A communication gap between citizens and farmers in the modern livestock sector is increasingly widening and the general sentiment is shifting from an overall good opinion of those who keep feeding the world toward a negative view on farmers’ role in today’s society.

Risk of pigeon-holing

Stakeholders also warned against pigeon-holing agricultural systems, especially in the context of the drive for organic production, arguing instead for a more comprehensive view of sustainability which encourages farmers to share best practices that ensure the healthiest animals.

The F2F strategy stipulates a target for 25% of EU farmland to be farmed organically by 2030.

But organic production may not always be the answer when it comes to animal health, according to Dr Martin Scholten of Wageningen University. 

“What I’m missing in the Farm to Fork Strategy is that it is one-size-fits-all. Whereas what we need is to understand that Europe has different landscapes, has different societies, has different opportunities to produce food,” he said. 

Likewise, quoting Germany agriculture minister Julia Klöckner, Julie Vermooten from AnimalhealthEurope emphasised that “organic farming is not the holy grail and conventional farming is not the devil,” adding that both types carry their share of problems.

“Organic farming must become more efficient, that is for sure, and conventional farming must become more sustainable,” she said, stressing that the EU should offer its support to all farming approaches, be they conventional, organic, or agroecological.

Instead, the objective must be to “secure a sustained supply of affordable and safe food to meet growing demand”.

Organic farmer and chair of the organics Europe farmers interest group, Kurt Sannen, added that, from the perspective of an organic farmer, he was not a fan of a polarised debate which pits organic agriculture against conventional. 

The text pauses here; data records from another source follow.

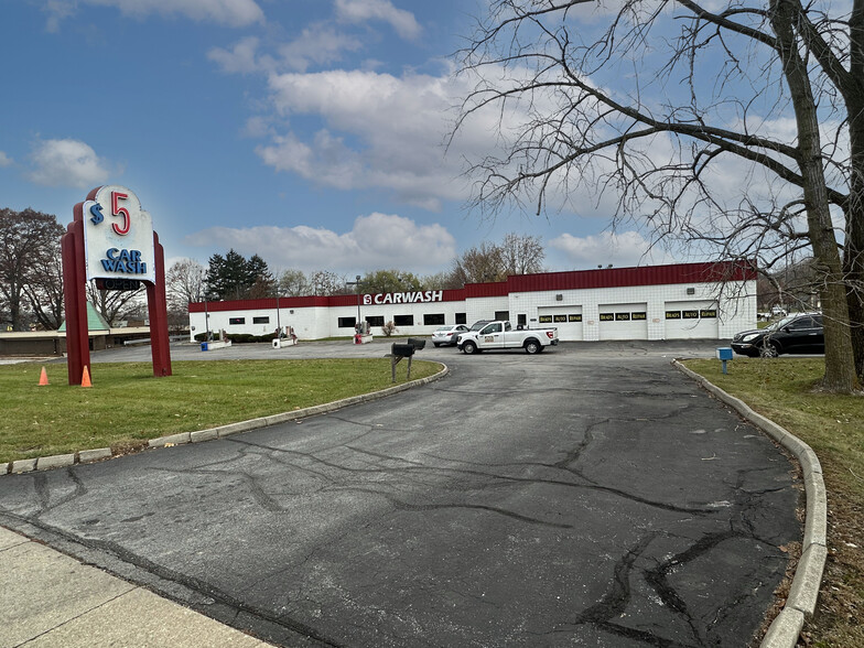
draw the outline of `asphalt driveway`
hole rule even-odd
[[[421,389],[6,476],[0,523],[285,646],[746,646],[800,540],[800,492],[669,364],[714,346],[428,348],[451,371]]]

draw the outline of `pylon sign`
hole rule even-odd
[[[117,290],[144,283],[153,375],[170,376],[165,253],[134,192],[107,185],[87,194],[73,209],[61,252],[69,385],[82,385],[85,375],[93,375],[87,330],[87,281],[91,280]]]
[[[99,187],[83,205],[87,280],[155,282],[153,220],[130,190]]]

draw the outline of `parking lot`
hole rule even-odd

“My farm has an organic label, but I am more than just an organic farmer.  Like my other colleagues, we all have good things and bad things, and we all can become more sustainable and do more good practice on the farm”.

“It’s not because I am organic that I am the best farmer—no, it’s just a label; no less, no more,” he said.

“I really firmly believe that there is no one size fits all system, solution, or indeed even practices either now or in the future—except that really, throughout the globe, every livestock farm has to be absolutely the best, everything that they do now, and everything that they do in future,” Capper added.

“We’ve got to help people separate out a label from a farm from anything to do with actually how productive, efficient and animal health- and welfare-friendly a farm might be”.